Perturbateurs endocriniens : le naufrage militant de Mme Barbara Demeneix
Pour la réalité aux USA: " Quelles multinationales financent Greenpeace ". En France ? Mystère
Dans « Perturbateurs endocriniens : le scandale de scientifiques se livrant à la diffamation collective », nous avions dénoncé une tribune – d'une remarquable indigence intellectuelle et éthique – d'une centaine de scientifiques (ou se prétendant tels) ayant accusé leurs collègues ne pensant pas comme eux d'être, en bref, des mercenaires à la solde de l'industrie. La tribune, « Perturbateurs endocriniens : halte à la manipulation de la science », avait été publiée dans le Monde le 20 novembre 2016 (c'est la date que porte l'article sur Internet).
La première signature était de M. Andreas Kortenkamp, et nous avons vu qu'il ne pouvait guère se prévaloir d'une virginité en termes de conflits d'intérêts. La deuxième était de Mme Barbara Demeneix, dont on avait constaté, avec Forumphyto, que « les déclarations publiques de la chercheuse B. Demeneix incitent à élargir le marché de l’entrepreneuse Barbara D. »
Cette lamentable manœuvre tendant à influencer la politique communautaire sur la gestion des perturbateurs endocriniens a pris un nouveau pli avec « En 10 ans le QI moyen de la France a chuté de près de 4 points, et voici ce qui est en cause » publié sur Atlantico le 1er février 2017.
Droit au but, à la conclusion de l'interview de Mme Demeneix (c'est nous qui graissons) :
« Nous avons démontré que la proximité avec des zones utilisant des pesticides entraine un risque plus élevé de développer des troubles neurologiques à la naissance. – A l'échelle européenne, la législation interdisant les pesticides a encore été repoussée. Et cela malgré la forte volonté de Ségolène Royale en France, de la Suède, du Danemark. Pour convaincre les politiques au niveau européen, il faudrait s'engager auprès d’associations telles que WWF, Greenpeace, et écouter les scientifiques qui tirent la sonnette d’alarme depuis longtemps. »
Nous y voilà ! Après une carrière qui – pour nous qui ne sommes pas spécialistes de la question – paraît très honorable, Mme Demeneix s'est embarquée dans une lamentable aventure et tentative d'influencer un processus réglementaire ; et dans la promotion des adhésions à des organisations dites « non gouvernementales ».

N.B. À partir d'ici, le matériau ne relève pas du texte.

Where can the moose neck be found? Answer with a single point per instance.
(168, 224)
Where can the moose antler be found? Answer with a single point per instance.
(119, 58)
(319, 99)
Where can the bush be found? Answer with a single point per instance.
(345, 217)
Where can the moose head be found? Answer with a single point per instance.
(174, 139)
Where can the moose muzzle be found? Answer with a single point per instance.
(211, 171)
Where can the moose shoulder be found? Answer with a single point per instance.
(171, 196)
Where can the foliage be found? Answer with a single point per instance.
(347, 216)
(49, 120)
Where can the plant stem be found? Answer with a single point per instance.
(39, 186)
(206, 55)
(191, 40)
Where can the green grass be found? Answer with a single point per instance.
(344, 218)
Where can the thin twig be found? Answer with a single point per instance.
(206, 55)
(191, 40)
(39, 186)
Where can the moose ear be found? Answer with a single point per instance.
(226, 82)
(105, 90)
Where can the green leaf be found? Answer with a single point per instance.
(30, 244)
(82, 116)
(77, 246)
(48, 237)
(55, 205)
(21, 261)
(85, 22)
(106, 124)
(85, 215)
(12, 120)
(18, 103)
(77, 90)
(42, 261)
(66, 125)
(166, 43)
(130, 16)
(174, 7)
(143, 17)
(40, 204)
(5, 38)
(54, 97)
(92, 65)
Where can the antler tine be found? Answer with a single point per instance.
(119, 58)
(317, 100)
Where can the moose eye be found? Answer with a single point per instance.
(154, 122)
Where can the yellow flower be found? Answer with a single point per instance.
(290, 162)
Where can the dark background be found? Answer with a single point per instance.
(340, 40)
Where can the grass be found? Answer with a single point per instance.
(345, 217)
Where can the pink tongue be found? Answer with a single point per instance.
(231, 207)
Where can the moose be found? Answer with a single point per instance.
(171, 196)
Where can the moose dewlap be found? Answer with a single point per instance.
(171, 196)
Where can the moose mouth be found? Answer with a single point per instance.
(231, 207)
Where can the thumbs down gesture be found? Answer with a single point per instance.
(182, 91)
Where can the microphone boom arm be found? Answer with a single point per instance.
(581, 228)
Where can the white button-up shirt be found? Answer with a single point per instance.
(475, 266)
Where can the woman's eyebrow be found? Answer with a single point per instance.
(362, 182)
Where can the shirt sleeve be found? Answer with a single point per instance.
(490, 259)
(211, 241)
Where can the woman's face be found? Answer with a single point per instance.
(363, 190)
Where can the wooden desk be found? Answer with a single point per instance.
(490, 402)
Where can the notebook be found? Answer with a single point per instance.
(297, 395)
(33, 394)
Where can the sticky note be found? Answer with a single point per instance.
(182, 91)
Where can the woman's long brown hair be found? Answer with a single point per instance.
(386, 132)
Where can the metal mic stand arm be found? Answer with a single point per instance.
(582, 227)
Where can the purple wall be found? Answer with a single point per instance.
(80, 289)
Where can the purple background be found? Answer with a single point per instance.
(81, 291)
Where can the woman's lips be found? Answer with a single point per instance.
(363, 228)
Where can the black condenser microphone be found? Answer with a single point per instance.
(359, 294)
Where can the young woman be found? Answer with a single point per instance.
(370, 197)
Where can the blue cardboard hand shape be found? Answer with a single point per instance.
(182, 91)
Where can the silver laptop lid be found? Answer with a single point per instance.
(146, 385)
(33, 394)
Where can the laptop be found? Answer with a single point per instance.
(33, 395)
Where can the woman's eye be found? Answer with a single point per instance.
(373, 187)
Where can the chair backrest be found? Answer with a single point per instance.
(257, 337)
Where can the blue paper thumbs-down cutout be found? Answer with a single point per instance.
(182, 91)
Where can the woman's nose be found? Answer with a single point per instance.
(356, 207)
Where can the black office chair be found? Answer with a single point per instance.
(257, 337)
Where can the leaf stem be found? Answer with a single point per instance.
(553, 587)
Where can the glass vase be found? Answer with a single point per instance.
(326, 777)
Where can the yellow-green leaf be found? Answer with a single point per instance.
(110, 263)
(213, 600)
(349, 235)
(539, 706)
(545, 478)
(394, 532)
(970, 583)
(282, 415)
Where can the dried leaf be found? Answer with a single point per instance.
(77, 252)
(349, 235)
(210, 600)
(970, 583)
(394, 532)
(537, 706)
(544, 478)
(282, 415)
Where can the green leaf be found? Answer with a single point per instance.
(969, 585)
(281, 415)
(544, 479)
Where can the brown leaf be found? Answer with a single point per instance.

Le paragraphe précité figurait déjà, tel quel, avec ses fautes d'orthographe, dans « Pourquoi la baisse de 4 points du QI moyen des Français entre 1999 et 2009 devrait nous faire changer d’urgence nos habitudes de consommation » du 25 juin 2016... Le militantisme est affirmé !
On pourrait s'arrêter là. Mais c'est que le point de départ de l'interview est aussi – disons – cocasse. C'est certes le journal, Atlantico, qui écrit :
« De nombreuses études montrent un recul général du quotient intellectuel moyen. En France, la population a perdu en moyenne près de quatre points de QI entre 1999 et 2009. Un phénomène inquiétant qui à pour cause de nombreux facteurs, notamment les perturbateurs endocriniens présents dans les pesticides. »
Toujours cette obsession des « pesticides »... Rappelons que ceux avec lesquels nous sommes le plus fréquemment en contact sont... domestiques. Mais en fait de « nombreuses études », il nous semble que le point de départ est « A negative Flynn Effect in France, 1999 to 2008–9 » de Dutton et Lynn.
Passé inaperçu lors de sa publication, l'article a fait une paire de piges dans les médias, notamment le Monde... de M. Stéphane Foucart. Le début de son propre article est fort pertinent :
« En 2015, Edward Dutton (université d’Oulu, Finlande) et Richard Lynn (université d’Ulster, Royaume-Uni) publiaient, dans la revue Intelligence, une étude, passée inaperçue, mais dont les journaux auraient, peut-être, pu faire quelques manchettes. L’affaire est en effet d’une importance cardinale : les deux chercheurs documentaient, pour la première fois, une chute du quotient intellectuel (QI) moyen en France. Selon leurs estimations, ce dernier aurait perdu près de quatre points entre 1999 et 2009. A l’échelle d’une population, c’est énorme.
Ce genre de travaux essuie généralement un haussement d’épaules ou un revers de main. D’autant plus qu’en l’occurrence les auteurs ont fondé leurs calculs sur un petit échantillon de quatre-vingts personnes. Mais, à bien y regarder, l’étude des deux chercheurs britanniques mérite au contraire toute notre attention. »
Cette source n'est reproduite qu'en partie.